ICPC2021 上海 Strange Permutations 和 ICPC2021 沈阳 Perfect Matchings
Strange Permutations
Given a permutation \(P\) of \(\{1,2,\cdots, n\}\), determine the number of \(\{1,2,\cdots, n\}\) permutations \(Q\) satisfying that \(\forall i \in \{1, 2, \cdots, n - 1\}, Q_{i+1} \neq P_{Q_i}\). Output the number modulo \(998244353\).
\(1\le n\le 10^5\)
题解
首先这个\(Q_{i+1} \neq P_{Q_i}\)限制很奇怪,不好理解。不如把\(P\)看成一个函数,然后就题目变成了有\(n\)个限制,排列中不能连续地出现\(x, P(x)\)。
容斥是显然的。钦定一定违反了\(k\)个限制,然后有一些数前后黏在一起,带上容斥系数\((-1)^k\)。
但是我们可以发现这些限制形成了一些环,容斥的时候一个环内的限制不可能同时违反。若环长为\(l\),一个排列最多违反\(l-1\)个限制。

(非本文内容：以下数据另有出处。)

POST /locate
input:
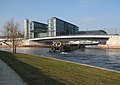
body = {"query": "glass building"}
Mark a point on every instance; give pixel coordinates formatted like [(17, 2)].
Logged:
[(58, 27), (38, 29), (92, 32)]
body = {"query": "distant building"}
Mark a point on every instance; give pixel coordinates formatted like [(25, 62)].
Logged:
[(38, 29), (55, 27), (34, 29), (58, 27), (92, 32)]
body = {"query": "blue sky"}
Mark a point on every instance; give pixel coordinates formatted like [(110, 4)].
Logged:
[(87, 14)]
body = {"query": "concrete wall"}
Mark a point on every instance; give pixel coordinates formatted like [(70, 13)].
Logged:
[(113, 41)]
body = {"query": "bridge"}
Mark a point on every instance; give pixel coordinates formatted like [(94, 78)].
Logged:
[(74, 37)]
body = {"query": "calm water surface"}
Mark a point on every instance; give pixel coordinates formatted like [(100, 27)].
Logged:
[(106, 58)]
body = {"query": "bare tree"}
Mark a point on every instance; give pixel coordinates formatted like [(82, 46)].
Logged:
[(11, 31)]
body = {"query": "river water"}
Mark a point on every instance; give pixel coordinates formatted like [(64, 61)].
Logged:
[(105, 58)]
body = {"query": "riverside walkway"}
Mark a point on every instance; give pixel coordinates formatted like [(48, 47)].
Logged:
[(8, 76)]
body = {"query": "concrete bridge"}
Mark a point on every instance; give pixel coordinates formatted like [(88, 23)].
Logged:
[(111, 40), (73, 37)]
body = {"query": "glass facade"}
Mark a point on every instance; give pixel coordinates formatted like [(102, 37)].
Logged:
[(37, 29), (58, 27), (55, 27), (92, 32)]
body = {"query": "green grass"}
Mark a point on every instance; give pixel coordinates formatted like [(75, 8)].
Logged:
[(44, 71)]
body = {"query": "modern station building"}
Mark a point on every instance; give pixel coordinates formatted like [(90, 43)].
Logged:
[(58, 27), (54, 27), (92, 32)]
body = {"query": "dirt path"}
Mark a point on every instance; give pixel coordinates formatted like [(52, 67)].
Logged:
[(8, 76)]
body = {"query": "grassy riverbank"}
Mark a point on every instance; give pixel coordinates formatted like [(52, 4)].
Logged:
[(43, 71)]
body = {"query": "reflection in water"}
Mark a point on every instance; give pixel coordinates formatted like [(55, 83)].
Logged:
[(106, 58)]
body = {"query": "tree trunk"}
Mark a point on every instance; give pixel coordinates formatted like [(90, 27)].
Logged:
[(14, 46)]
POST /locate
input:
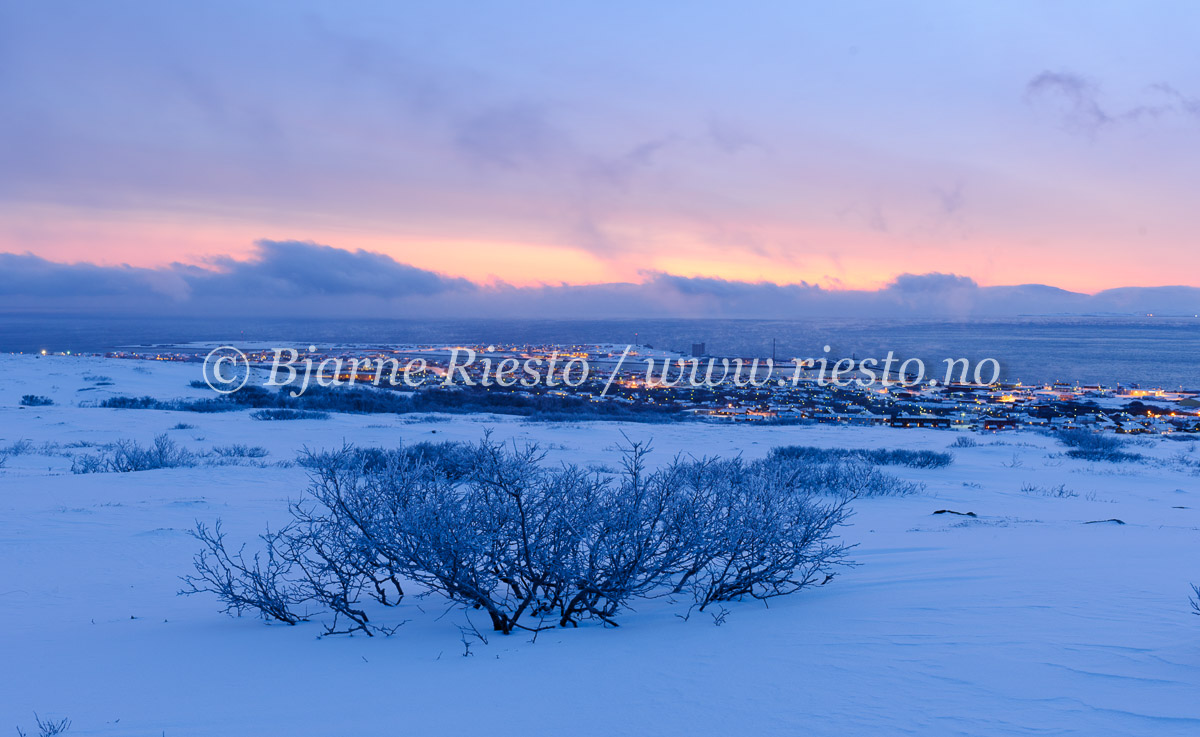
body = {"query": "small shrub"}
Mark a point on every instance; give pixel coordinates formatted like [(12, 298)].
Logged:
[(1096, 447), (240, 451), (47, 727), (22, 447), (287, 414), (1059, 492), (879, 456), (126, 456)]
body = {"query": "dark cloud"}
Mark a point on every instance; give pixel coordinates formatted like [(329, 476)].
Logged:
[(1078, 99), (298, 269), (294, 279), (281, 270)]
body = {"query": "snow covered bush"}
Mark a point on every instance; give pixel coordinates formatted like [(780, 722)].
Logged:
[(126, 456), (879, 456), (1090, 445), (533, 545)]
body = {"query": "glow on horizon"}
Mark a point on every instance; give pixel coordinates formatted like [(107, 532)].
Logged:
[(156, 243)]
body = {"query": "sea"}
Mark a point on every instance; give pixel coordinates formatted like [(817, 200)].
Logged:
[(1147, 352)]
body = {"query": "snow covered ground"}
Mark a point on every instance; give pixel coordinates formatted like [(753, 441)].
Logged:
[(1024, 619)]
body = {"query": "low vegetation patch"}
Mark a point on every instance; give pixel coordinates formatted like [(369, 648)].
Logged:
[(126, 456), (1096, 447), (364, 400), (877, 456), (288, 414)]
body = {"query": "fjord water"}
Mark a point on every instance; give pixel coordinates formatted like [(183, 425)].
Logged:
[(1150, 352)]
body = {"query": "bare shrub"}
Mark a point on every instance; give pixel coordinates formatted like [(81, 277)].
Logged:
[(126, 456), (258, 583), (533, 545), (1059, 492), (47, 727), (239, 450), (1090, 445), (877, 456)]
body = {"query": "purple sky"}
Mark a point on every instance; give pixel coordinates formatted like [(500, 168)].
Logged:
[(513, 148)]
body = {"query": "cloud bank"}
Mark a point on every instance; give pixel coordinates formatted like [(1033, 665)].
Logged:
[(299, 279)]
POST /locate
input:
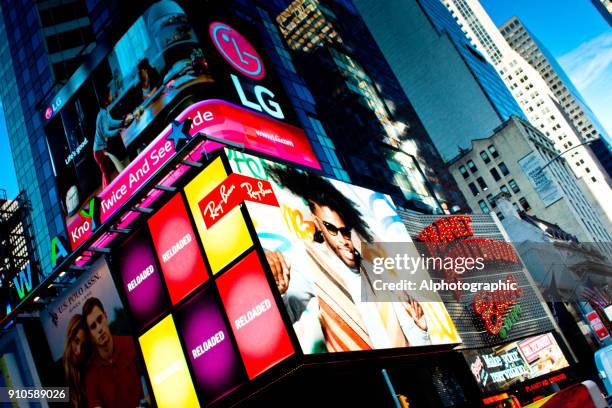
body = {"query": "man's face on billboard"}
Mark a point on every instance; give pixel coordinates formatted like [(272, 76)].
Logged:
[(97, 323), (336, 233)]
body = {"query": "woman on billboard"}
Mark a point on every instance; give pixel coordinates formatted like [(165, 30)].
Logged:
[(74, 360)]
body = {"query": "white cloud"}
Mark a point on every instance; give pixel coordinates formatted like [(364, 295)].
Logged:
[(587, 63)]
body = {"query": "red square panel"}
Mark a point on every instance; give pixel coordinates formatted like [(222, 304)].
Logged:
[(254, 316)]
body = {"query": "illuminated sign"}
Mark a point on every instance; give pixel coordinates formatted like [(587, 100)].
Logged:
[(213, 117), (241, 55), (491, 306), (234, 190), (167, 368), (230, 236), (214, 361), (546, 382), (236, 50), (177, 249), (141, 279), (501, 367), (23, 282), (597, 325), (254, 316)]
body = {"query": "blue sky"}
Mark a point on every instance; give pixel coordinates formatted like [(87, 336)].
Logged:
[(579, 38), (572, 30)]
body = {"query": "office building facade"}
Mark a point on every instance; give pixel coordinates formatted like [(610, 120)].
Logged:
[(537, 100), (456, 93), (518, 160)]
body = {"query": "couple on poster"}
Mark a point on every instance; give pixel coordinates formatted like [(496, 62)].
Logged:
[(101, 369)]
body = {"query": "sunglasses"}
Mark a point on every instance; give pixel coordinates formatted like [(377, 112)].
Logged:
[(333, 230)]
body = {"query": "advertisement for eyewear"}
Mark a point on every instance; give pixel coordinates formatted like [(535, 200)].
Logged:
[(316, 259)]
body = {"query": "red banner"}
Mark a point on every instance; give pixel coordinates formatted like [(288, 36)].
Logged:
[(233, 191)]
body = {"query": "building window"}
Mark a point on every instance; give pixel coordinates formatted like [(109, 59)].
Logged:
[(482, 183), (495, 174), (472, 166), (493, 151), (483, 206), (473, 188), (524, 204), (514, 186), (504, 168)]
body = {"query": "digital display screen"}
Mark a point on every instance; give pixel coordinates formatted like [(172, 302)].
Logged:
[(215, 363), (140, 277), (254, 316), (177, 249), (166, 365)]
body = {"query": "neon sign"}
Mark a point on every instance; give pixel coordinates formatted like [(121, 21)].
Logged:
[(236, 50), (492, 306)]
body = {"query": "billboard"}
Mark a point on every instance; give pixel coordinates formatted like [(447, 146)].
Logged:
[(177, 249), (166, 365), (140, 277), (316, 258), (85, 327), (501, 367), (116, 108), (216, 366), (254, 317)]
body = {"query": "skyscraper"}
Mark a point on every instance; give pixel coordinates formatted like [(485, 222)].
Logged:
[(362, 105), (456, 93), (531, 49), (576, 109), (538, 101)]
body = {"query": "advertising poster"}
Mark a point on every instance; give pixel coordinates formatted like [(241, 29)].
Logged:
[(316, 257), (254, 317), (167, 368), (112, 109), (86, 327), (228, 238), (501, 367), (215, 363), (141, 279), (177, 249)]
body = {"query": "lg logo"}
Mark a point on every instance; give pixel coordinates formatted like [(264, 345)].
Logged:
[(237, 50), (241, 55)]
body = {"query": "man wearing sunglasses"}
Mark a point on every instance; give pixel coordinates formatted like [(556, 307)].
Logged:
[(337, 272)]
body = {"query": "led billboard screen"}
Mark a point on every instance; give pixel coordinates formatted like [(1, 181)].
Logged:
[(254, 317), (317, 253), (141, 279), (166, 365), (150, 75), (500, 367), (215, 363), (177, 249)]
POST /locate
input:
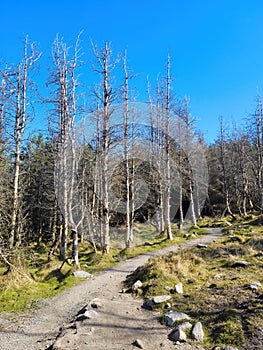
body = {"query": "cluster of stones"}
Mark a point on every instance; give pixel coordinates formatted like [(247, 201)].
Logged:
[(185, 327)]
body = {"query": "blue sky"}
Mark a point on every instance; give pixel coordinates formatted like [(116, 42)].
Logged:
[(216, 46)]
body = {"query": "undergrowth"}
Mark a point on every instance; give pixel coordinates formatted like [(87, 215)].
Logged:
[(215, 292)]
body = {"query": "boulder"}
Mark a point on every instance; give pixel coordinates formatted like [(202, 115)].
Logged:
[(161, 299), (96, 303), (137, 285), (255, 285), (241, 263), (200, 245), (87, 315), (82, 274), (138, 343), (179, 288), (177, 335), (173, 316), (197, 332), (184, 326)]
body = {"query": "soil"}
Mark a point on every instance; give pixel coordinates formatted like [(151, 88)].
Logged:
[(120, 321)]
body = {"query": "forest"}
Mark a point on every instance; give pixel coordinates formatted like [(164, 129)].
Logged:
[(107, 160)]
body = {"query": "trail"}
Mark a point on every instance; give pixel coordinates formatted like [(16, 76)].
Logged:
[(121, 319)]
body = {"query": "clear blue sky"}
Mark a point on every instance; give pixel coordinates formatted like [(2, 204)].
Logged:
[(216, 46)]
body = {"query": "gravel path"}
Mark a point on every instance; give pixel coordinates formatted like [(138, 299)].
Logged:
[(120, 321)]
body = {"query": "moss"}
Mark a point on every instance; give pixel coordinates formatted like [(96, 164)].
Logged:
[(215, 293), (230, 332)]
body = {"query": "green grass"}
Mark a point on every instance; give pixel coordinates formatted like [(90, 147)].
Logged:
[(34, 277), (214, 292)]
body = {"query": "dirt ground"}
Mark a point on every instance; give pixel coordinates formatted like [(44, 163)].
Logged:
[(120, 319)]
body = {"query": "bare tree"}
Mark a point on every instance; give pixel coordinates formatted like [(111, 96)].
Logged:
[(105, 67), (65, 82), (16, 80)]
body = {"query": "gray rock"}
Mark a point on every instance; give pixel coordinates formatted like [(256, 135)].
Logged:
[(87, 315), (138, 343), (173, 316), (168, 289), (179, 288), (184, 326), (255, 285), (136, 285), (241, 263), (96, 303), (177, 335), (197, 332), (200, 245), (161, 299), (149, 304), (82, 274)]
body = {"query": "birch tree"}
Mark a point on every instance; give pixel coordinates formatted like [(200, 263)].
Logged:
[(17, 82), (104, 68), (65, 82)]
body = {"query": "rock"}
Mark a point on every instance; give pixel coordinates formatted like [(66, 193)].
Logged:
[(87, 315), (173, 316), (161, 299), (241, 263), (168, 289), (136, 285), (96, 304), (82, 274), (184, 326), (200, 245), (138, 343), (179, 288), (177, 335), (255, 285), (197, 332)]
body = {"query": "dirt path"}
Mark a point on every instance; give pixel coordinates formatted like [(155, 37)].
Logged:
[(120, 320)]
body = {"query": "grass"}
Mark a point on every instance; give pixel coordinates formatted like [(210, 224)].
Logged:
[(214, 292), (33, 277)]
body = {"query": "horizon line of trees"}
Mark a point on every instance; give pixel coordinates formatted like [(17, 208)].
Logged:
[(105, 181)]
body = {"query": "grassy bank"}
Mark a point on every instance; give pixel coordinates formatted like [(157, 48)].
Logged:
[(216, 290), (32, 277)]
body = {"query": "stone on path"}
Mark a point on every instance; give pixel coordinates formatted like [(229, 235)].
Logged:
[(138, 343), (197, 332), (161, 299), (87, 315), (255, 285), (173, 316), (82, 274), (179, 288), (184, 326), (200, 245), (177, 335), (136, 285), (241, 263)]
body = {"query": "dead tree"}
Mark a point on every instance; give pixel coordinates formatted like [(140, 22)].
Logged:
[(17, 82)]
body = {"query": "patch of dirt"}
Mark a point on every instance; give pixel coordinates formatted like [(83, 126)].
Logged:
[(120, 321)]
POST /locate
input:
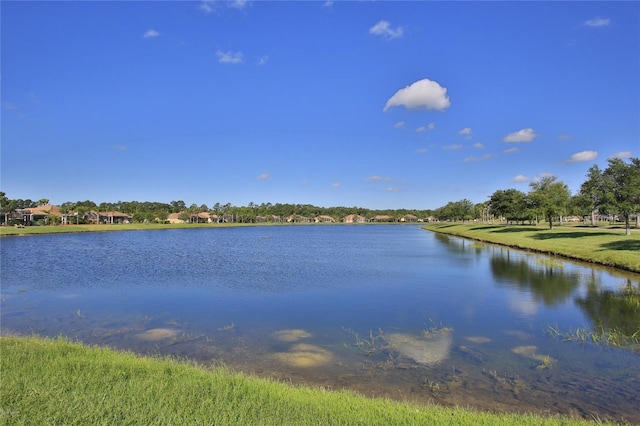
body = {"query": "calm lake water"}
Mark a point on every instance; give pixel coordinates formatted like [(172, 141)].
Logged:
[(385, 310)]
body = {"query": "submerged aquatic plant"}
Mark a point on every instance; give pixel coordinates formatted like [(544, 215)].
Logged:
[(599, 336)]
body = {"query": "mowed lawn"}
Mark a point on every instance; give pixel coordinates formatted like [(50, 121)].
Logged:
[(55, 382), (610, 247)]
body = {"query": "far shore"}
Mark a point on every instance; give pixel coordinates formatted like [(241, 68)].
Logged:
[(606, 246)]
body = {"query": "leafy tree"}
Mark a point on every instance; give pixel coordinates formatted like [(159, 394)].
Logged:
[(509, 203), (592, 195), (178, 206), (550, 197), (621, 183)]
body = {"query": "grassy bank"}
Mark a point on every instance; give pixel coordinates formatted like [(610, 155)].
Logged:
[(602, 246), (47, 381)]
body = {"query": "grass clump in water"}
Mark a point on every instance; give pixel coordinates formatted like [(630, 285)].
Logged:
[(55, 381), (599, 336)]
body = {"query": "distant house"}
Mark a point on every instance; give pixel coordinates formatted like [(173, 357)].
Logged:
[(298, 219), (354, 218), (572, 219), (35, 214), (382, 218), (409, 218), (324, 219), (110, 218), (202, 217)]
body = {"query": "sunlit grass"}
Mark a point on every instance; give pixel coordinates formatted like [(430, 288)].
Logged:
[(55, 381), (598, 336), (608, 247)]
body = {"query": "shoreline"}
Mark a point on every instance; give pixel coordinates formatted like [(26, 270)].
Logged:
[(584, 250)]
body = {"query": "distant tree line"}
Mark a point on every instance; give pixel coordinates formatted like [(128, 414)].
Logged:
[(613, 192), (142, 211)]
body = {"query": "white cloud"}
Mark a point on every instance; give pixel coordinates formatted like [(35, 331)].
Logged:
[(483, 158), (453, 147), (523, 135), (238, 4), (207, 6), (377, 179), (539, 177), (597, 22), (582, 156), (229, 57), (151, 34), (423, 93), (622, 154), (383, 28)]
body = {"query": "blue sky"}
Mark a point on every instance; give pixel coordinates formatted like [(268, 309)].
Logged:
[(372, 104)]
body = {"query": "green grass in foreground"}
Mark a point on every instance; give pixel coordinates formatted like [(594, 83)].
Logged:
[(47, 381), (602, 246)]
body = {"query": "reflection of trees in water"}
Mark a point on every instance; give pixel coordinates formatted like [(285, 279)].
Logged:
[(547, 282), (459, 245), (613, 310)]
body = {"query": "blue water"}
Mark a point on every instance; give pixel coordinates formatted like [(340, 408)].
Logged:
[(225, 294)]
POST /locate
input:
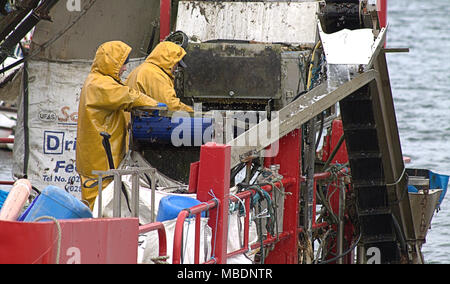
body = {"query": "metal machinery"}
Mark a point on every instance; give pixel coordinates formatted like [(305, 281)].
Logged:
[(279, 71)]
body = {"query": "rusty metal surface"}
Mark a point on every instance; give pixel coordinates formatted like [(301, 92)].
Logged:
[(233, 71)]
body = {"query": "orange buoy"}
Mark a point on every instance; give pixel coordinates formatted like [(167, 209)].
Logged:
[(15, 201)]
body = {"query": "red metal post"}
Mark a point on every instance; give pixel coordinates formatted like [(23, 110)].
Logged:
[(161, 235), (164, 19), (382, 12), (289, 159), (81, 241), (214, 183)]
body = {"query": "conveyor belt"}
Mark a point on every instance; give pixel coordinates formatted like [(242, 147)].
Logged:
[(376, 162)]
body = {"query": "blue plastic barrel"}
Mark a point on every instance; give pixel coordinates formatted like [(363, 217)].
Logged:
[(170, 206), (57, 203), (3, 196)]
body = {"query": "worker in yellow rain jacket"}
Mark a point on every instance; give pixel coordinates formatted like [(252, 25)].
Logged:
[(104, 102), (155, 76)]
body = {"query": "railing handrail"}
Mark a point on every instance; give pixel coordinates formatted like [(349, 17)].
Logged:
[(206, 206)]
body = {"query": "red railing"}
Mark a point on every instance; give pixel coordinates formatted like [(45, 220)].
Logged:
[(6, 141), (196, 211)]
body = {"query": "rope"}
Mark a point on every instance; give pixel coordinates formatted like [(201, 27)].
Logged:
[(58, 227), (160, 260)]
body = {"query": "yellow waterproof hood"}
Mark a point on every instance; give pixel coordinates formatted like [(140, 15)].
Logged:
[(110, 58), (166, 55)]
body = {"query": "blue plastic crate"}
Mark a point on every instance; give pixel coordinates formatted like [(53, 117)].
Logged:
[(159, 129)]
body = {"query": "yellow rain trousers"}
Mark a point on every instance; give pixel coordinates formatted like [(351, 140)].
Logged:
[(104, 103), (154, 77)]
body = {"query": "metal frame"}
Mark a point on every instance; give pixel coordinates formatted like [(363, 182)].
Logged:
[(117, 174)]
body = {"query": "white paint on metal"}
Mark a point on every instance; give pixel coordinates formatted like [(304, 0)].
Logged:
[(288, 22), (351, 47)]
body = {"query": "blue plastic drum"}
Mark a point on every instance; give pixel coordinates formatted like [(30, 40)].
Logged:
[(170, 206), (3, 196), (57, 203)]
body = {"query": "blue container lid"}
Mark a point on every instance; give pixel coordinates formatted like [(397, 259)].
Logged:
[(57, 203), (170, 206), (3, 196)]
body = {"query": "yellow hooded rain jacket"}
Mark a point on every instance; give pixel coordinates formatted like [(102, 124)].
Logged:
[(104, 101), (154, 77)]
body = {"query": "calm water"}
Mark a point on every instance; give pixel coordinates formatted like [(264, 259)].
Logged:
[(421, 87)]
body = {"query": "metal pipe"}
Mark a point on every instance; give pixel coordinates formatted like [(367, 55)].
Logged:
[(341, 227), (310, 161), (135, 196), (117, 203)]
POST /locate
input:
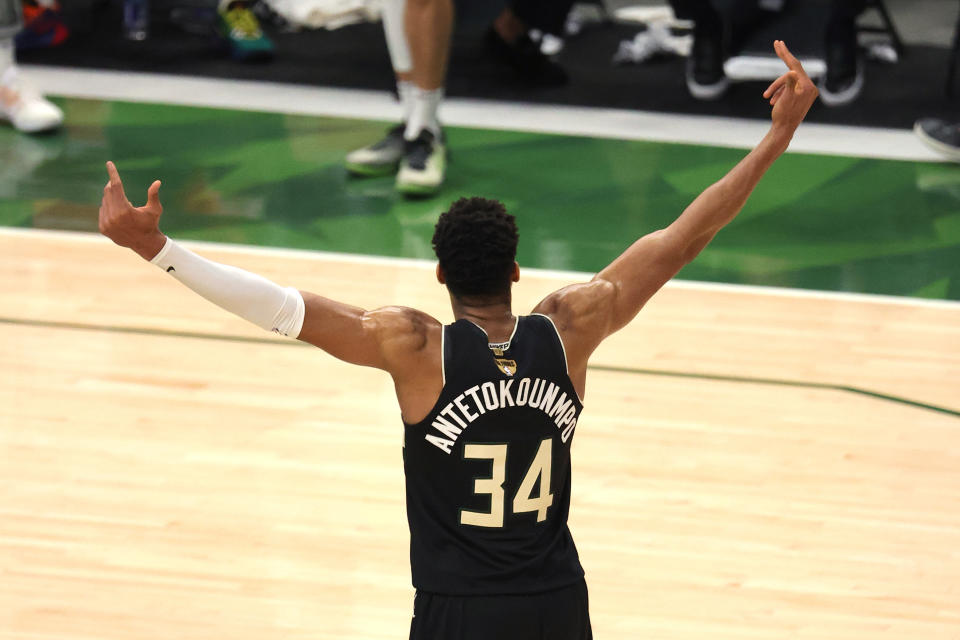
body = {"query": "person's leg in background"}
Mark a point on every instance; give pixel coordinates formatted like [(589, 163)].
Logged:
[(383, 157), (20, 103), (416, 146), (844, 79), (705, 77), (508, 39), (428, 25)]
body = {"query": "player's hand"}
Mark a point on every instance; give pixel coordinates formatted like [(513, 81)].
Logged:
[(792, 94), (136, 228)]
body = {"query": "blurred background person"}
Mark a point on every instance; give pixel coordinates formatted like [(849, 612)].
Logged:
[(721, 28), (20, 103), (418, 39)]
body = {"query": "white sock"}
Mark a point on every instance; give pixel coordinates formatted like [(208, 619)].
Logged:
[(424, 113), (406, 89), (6, 55)]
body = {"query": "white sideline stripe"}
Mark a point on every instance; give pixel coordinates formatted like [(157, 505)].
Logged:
[(565, 276), (621, 124)]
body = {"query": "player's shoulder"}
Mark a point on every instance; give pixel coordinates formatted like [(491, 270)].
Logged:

并且环与环之间是互不影响的。
那么对每个环构造容斥系数多项式,乘起来即可。
时间复杂度\(O(n\log^2 n)\)。
constexpr int L=17, N=1<<L;
using Poly=vector<int>;
int omg[2][N+1], rev[N+1];
int fac[N+1], inv[N+1], ifac[N+1];
void initNTT(){
omg[0][0]=1, omg[0][1]=fastPow(3, (MOD-1)/N);
omg[1][0]=1, omg[1][1]=fastPow(omg[0][1], MOD-2);
rev[0]=0, rev[1]=1<<(L-1);
fac[0]=fac[1]=1;
inv[0]=inv[1]=1;
ifac[0]=ifac[1]=1;
for(int i=2; i<=N; ++i){
omg[0][i]=mul(omg[0][i-1], omg[0][1]);
omg[1][i]=mul(omg[1][i-1], omg[1][1]);
rev[i]=rev[i>>1]>>1|(i&1)<<(L-1);
fac[i]=mul(fac[i-1], i);
inv[i]=mul(MOD-MOD/i, inv[MOD%i]);
ifac[i]=mul(ifac[i-1], inv[i]);
}
}
void NTT(Poly &a, int dir){
int lim=a.size(), len=log2(lim);
for(int i=0; i<lim; ++i){
int r=rev[i]>>(L-len);
if(i<r) swap(a[i], a[r]);
}
for(int i=1; i<lim; i<<=1)
for(int j=0; j<lim; j+=i<<1)for(int k=0; k<i; ++k){
int t=mul(omg[dir][N/(i<<1)*k], a[j+i+k]);
a[j+i+k]=add(a[j+k], MOD-t), a[j+k]=add(a[j+k], t);
}
if(dir)for(int i=0; i<lim; ++i)
a[i]=mul(a[i], inv[lim]);
}
Poly operator*(Poly a, Poly b){
int n=a.size()+b.size()-1, lim=1<<(int)ceil(log2(n));
a.resize(lim), NTT(a, 0);
b.resize(lim), NTT(b, 0);
for(int i=0; i<lim; ++i) a[i]=mul(a[i], b[i]);
NTT(a, 1), a.resize(n);
return a;
}
int p[N], vis[N];
Poly f[N];
int C(int n, int m){
return mul(fac[n], mul(ifac[m], ifac[n-m]));
}
Poly build(int l, int r){
if(l==r) return f[l];
int mid=(l+r)>>1;
return build(l, mid)*build(mid+1, r);
}
int main(){
initNTT();
int n=read<int>();
for(int i=1; i<=n; ++i) read(p[i]);
int m=0;
for(int i=1; i<=n; ++i)if(!vis[i]){
int len=0;
function<void(int)> dfs=[&](int x)->void{
vis[x]=1, ++len;
if(!vis[p[x]]) dfs(p[x]);
};
dfs(i);
f[++m].resize(len+1);
for(int j=0; j<=len-1; ++j){
f[m][len-j]=C(len, j);
if(j&1) f[m][len-j]=MOD-f[m][len-j];
}
}
// for(int i=1; i<=m; ++i){
// cerr<<"f"<<i<<" = ";
// for(int a:f[i]) cerr<<a<<" ";
// cerr<<endl;
// }
Poly g=build(1, m);
int ans=0;
for(int i=1; i<=n; ++i) ans=add(ans, mul(g[i], fac[i]));
printf("%d\n", ans);
return 0;
}
Perfect Matchings
AAA gets a complete graph of \(2n\) vertices, where every pair of distinct vertices is connected by a unique edge, as a birthday present. However, AAA thinks the complete graph is not that beautiful and he decides to delete \(2n-1\) edges that form a tree.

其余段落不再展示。